Why do ‘unauthorised’ overdrafts exist?

A landmark court ruling last week is set to “open the payout floodgates”. Or so says the Daily Mail

The gist of the story is simple: Oliver Foster-Burnell went over his overdraft limit. As a result, he was charged more than £700 in charges and penalties. He wasn’t able to pay those charges. The result was a “spiral of debt that crippled his finances”.

The court has ordered his bank to pay him back the £743 plus interest, and Mr Foster-Burnell has made a statement to the effect that “it is unfair the banking industry is allowed to profit while people suffer financial hardship. By applying these charges, and allowing them to snowball out of control, it skews the imbalance.”

Fair enough. But here’s the real question: why does anyone have an unauthorised overdraft anyway?

The key surely is in the name – unauthorised. If a bank hasn’t authorised a loan to someone, why would they pay it out? After all, it isn’t consumers who hold the cards here, it is the banks. They don’t have to pay out beyond a previously agreed overdraft limit – if they do, it is their choice. You could argue that if they make the choice to pay out, they effectively authorise any resulting increase in the overdraft.

So, rather than creating this rather bonkers and, to my mind, utterly artificial division between what is and isn’t authorised, it would surely be better to refuse payments beyond an agreed limit, and instead send an instant text to the account holder saying something along the lines of “We have had a request for a payment that would take your overdraft beyond the agreed limit. If the payment is urgent please contact us immediately to discuss your options.”

No more overdrafts classified as unauthorised would mean no super-high charges, no more of the situations that caused the nightmare for Foster-Burnell, and no more crappy PR (on this subject at least) for the big banks.

This seems so obvious to me that I can’t understand why it isn’t obvious to the banks. Unless, of course, they consider a reputation for untrustworthiness, regular hostile court judgements, and the enduring hatred of a subsector of their customers to be a price worth paying for the maintenance of short-term outsized profits. 


  • Tony Hart

    Exactly; what are banks up to??? Also, why do they lend money to private equity firms? These businesses should be forced to get all their capital from investors or corporate loans.

    That would make a huge difference.

  • Chris Clark

    In my view unauthorised overdrafts exist because they are very profitable for the bank to the detriment of the bank customer, and for no other reason including PR.

    To give one example, banks are extremely willing to allow Wonga and co to use their direct debit system because they know there are frequent payment failures, and every failure is a £30 unauthorised charge.

    In America there are rising assertions that banks actively seek partnerships with payday loan organisations for this reason. Impaired finance pays.

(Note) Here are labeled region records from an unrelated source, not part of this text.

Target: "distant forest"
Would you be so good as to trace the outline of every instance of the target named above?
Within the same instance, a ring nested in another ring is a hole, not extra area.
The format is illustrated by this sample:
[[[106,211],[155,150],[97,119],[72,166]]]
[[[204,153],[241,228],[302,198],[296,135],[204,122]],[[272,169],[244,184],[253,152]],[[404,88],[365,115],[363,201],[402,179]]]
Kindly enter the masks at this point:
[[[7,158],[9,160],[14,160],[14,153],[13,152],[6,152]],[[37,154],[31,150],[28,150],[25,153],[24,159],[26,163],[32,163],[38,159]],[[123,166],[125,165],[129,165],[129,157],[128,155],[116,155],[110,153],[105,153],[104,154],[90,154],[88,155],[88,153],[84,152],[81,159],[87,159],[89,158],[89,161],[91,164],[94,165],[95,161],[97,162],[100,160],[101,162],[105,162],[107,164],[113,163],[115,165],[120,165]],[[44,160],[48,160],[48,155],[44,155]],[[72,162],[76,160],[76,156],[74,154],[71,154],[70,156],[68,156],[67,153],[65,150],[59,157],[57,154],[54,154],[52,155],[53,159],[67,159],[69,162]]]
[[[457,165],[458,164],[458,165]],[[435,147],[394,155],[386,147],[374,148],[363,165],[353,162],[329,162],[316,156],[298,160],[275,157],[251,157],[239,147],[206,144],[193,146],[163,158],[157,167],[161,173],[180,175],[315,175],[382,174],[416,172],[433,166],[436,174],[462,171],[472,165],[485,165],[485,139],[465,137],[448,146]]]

    It is also next to impossible to get either a debit of credit card from a bank that either pays and charges, or declines and charges anyway. The solution is to use pay as you go money wallet systems from Tuxedo, Neteller (Optimal Payments), and others – when it’s gone, the next one doesn’t happen – and you get a text anyway.

  • Keith Jones

    Money Week Digital Format.

    This request has absolutely nothing to do with unauthorised overdrafts, but as
    there is nowhere on the Money Week website where I can post general feedback,
    this will have to suffice. There are many indicated E-Mail links, but none seem to
    work. So now on to my question.

    Would it be possible to have two formats of Money Week on the web site? One
    would be as current to keep whoever decided the format happy, the other for
    people like myself who enjoy reading the printed magazine, but find the on line
    version awful.

    The printed version has a nice flow and is full of up to date articles, whereas the
    online version a garbled, mainly out of date and a great deal of navigation
    required. What is the point of saying ‘read Money Week on line’ when it is nothing
    like the printed version?

    Thank you.

    • Moderator

      Keith,

      We have a digital version of the magazine available to subscribers, which replicates the page structure of the printed mag.

      Log in, go here, http://reader.moneyweek.com/ and enter your subscriber number.

      Or you could download the PDF.